I had the opportunity last summer to adventure for 54 days; that same desire in each of us rose up in me and said, "go." What I did not understand is this very adventure in which I would fall in love with life would also break my heart.

Myself and 7 other strangers showed up; those strangers later became the closest friends I will ever know. 54 days is a long time to run away from real life — almost long enough to believe it is real life.

At the moment, that's all we were. Strangers. We found ourselves looking around at each other and wondering what it was we had gotten ourselves into. The answer to that question was revealed to each of us through time, and as we all found our unique answers we also began to forget we were strangers. We slept under stars together, we contemplated life's greatest questions (and never found the answers), we left behind little pieces of who we were and picked up new ones to establish who we are, and in those moments, we forgot we were strangers.

Together we climbed rocks and mountains and rafted rivers full of rapids. We watched breathtaking sunsets and suffered through some sunrises too. I watched myself and my companions fall in love with the world.

Sometimes I think the world fell in love with us, too.

There were other times when I looked around at the world, incredibly angry and confused, and still wondered what I had done to deserve such a special group of supportive and badass women to spend my time with.

I guess the concept was supposed to be simple. We were just supposed to go on an adventure and then go home with some new memories and photographs. However, something very different happened. 54 days is too long to "just go home" when time runs out. Nearly two months had gone by without sleeping in a bed, without seeing my family, without a roof over my head, without warm showers. I'm sure you can imagine how foreign my bedroom felt when I walked in. I realized the light wasn't going to turn off on its own as the once sun did for me. I realized I didn't have to wake up with or before the sun. I realized cooking and using the bathroom had just become much easier. However, I realized all of the modern life conveniences had become heartbreaking reminders I was now living in an entirely different world.

The 7 strangers and I took a risk when we first showed up on day 1. Although I don't think any of us fully realized that at the time. None of us realized how painful waking up at 2 AM to finish hiking through the Olympic Peninsula would be. We also didn't realize how painful it would be a few months later, staying up until 2 AM contemplating our newfound purposes and friendships. Those moments were the times I realized how incredibly painful adventure can be. Wanderlust is romanticized in Instagram posts, but the reality is, it's incredibly inconvenient.

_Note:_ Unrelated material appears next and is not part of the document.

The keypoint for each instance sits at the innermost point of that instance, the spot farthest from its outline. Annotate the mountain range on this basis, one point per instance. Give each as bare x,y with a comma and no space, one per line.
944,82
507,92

I said this adventure broke my heart. This isn't saying the views, the people, the memories, the pictures, the laughs, and the crying wasn't beautiful. I'm saying there is an entire reality behind each of those things. The reality of getting "home" to an unfamiliar room, and the realization that "real life" doesn't feel real anymore, that is, among other things, one of the most painful feelings we can experience as human beings.